После чего, с выражающими надежду словами «дай Бог, не последняя», опрокинул, как понимаю, завершающую дозу самогона. Остатки мутной жидкости, с видимым сожалением и каким-то злорадным блеском в слегка помутневших глазах, вылил в раковину.
А затем наполнил банку до прежнего уровня водой и водрузил на стол.
«Вот вам, суки»! — Явно читалось на его довольной и хитрой морде. — «Накося, выкусите»!
Мда уж… Картина малом, ёпта! «Я буду мстить, и мстя моя страшна», называется.
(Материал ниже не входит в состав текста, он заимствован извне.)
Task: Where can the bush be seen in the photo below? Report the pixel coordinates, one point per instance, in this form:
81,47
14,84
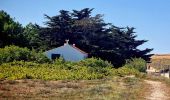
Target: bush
136,63
12,53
Хотя… В общем и целом, я его нисколечко не осуждал. Да и вообще… Вряд ли по нашему советскому законодательству зекам разрешено употребление спиртного. Так что этот, устроивший мелкую пакость и маленькую каверзу блатной, вольно или невольно а, всё-же способствует торжеству справедливости. Ну, и соблюдению закона, до кучи.
Правда, подкалывать и сообщать ему об этом не стал. Невооружённым же глазом видно, что человек «правильный». Живёт в строгом согласии с блатными «понятиями» и, в ответ на такой вот, мелкий подъебон, называемый литературным языком подначкой, может «затаить».
Не то, чтобы эта шушера, с моей точки зрения, разумеется, представляла серьёзную угрозу. Но, так как в любом случае придётся на какое-то время поворачиваться к нему спиной, то лучше не провоцировать.
Тут в коридоре послышались шаги, и я вытащил из кармана баночку с парализующими иглами. Достал несколько штук и, зажав в пальцах левой руки принялся ждать. Вскоре раздался лязг открываемого замка и дверь нашей камеры распахнулась.
— Всем встать! Вечерняя проверка! — Зычно возвестил служащий пенитенциарной системы. И, так как приказ исполнили только мы двое, шагнул в камеру и заорал. — Вам что, суки, особое приглашение надо?
«Мда-а! А, с „привилегированным“ контингентом здесь, оказывается, не особо-то и церемонятся». — С некоторым удивлением подумал я.
И, так как времени было мало, а терять время и, тем более, оставаться здесь я ни в коем случае не хотел, отправил в полёт первый миниатюрный снаряд.